NICOSIA (AFP) — Cyprus President Demetris Christofias said on Saturday he was standing down as leader of the communist party AKEL to focus fully on talks to reunite the long-divided east Mediterranean island.
"After 20 whole years the time has come for me to pass on the baton," he told an AKEL congress in an emotional speech.
"My obligations as president do not allow me to serve the party as general secretary to the extent that I would like and that circumstances demand."
The 62-year-old became the first communist leader to become president when he triumphed at the polls in February. He has led the island's largest party since 1988, and there is no clear favourite to succeed him.

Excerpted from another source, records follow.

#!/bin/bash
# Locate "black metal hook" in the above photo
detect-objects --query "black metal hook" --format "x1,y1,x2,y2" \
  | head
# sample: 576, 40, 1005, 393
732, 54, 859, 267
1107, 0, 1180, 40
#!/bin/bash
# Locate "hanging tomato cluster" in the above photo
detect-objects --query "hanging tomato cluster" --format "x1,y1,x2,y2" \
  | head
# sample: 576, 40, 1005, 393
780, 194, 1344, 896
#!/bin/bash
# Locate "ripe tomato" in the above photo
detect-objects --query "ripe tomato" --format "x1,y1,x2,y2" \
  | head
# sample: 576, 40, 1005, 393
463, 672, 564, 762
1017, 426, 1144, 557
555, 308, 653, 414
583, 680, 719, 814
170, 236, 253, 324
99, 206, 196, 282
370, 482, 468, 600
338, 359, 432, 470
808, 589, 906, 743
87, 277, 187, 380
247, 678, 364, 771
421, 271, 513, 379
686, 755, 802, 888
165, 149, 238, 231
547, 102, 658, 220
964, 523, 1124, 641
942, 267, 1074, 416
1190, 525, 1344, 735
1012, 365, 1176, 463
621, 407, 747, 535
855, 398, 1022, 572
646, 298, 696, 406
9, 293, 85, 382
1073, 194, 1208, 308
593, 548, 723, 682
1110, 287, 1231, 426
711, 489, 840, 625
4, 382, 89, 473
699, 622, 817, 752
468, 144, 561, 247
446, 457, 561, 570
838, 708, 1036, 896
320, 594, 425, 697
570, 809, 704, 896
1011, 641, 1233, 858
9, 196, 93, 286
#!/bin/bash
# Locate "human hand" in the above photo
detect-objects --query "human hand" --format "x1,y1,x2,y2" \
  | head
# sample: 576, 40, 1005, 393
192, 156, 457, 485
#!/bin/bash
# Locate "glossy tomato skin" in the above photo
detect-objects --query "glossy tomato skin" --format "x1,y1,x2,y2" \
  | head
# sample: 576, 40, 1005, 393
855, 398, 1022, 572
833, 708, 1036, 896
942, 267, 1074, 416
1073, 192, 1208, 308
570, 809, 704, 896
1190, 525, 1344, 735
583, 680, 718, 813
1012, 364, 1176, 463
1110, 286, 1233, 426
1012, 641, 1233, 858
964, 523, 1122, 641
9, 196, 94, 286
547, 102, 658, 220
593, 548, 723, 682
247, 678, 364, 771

After becoming president he reached out to the Turkish Cypriots in order to kick-start UN-brokered peace negotiations that had lain dormant since April 2004 when Greek Cypriots rejected a United Nations reunification blueprint.
Direct talks resumed on September 3 between Christofias and Turkish Cypriot leader Mehmet Ali Talat in a process the international community views as the best but also last chance for a settlement.
Christofias has said that more than three months of negotiations have produced very little in the way of tangible results, however.
"We are not as satisfied as we would like to be with the course of these negotiations," he said. "Although we hoped things would move along despite the difficulties, unfortunately those hopes have yet to be justified."
The next meeting of the rival leaders is scheduled for Monday, and is expected to be the last such session this year.
Cyprus has been divided since 1974 when Turkish troops invaded and seized its northern third in response to an Athens-engineered Greek Cypriot coup to unite Nicosia with Greece.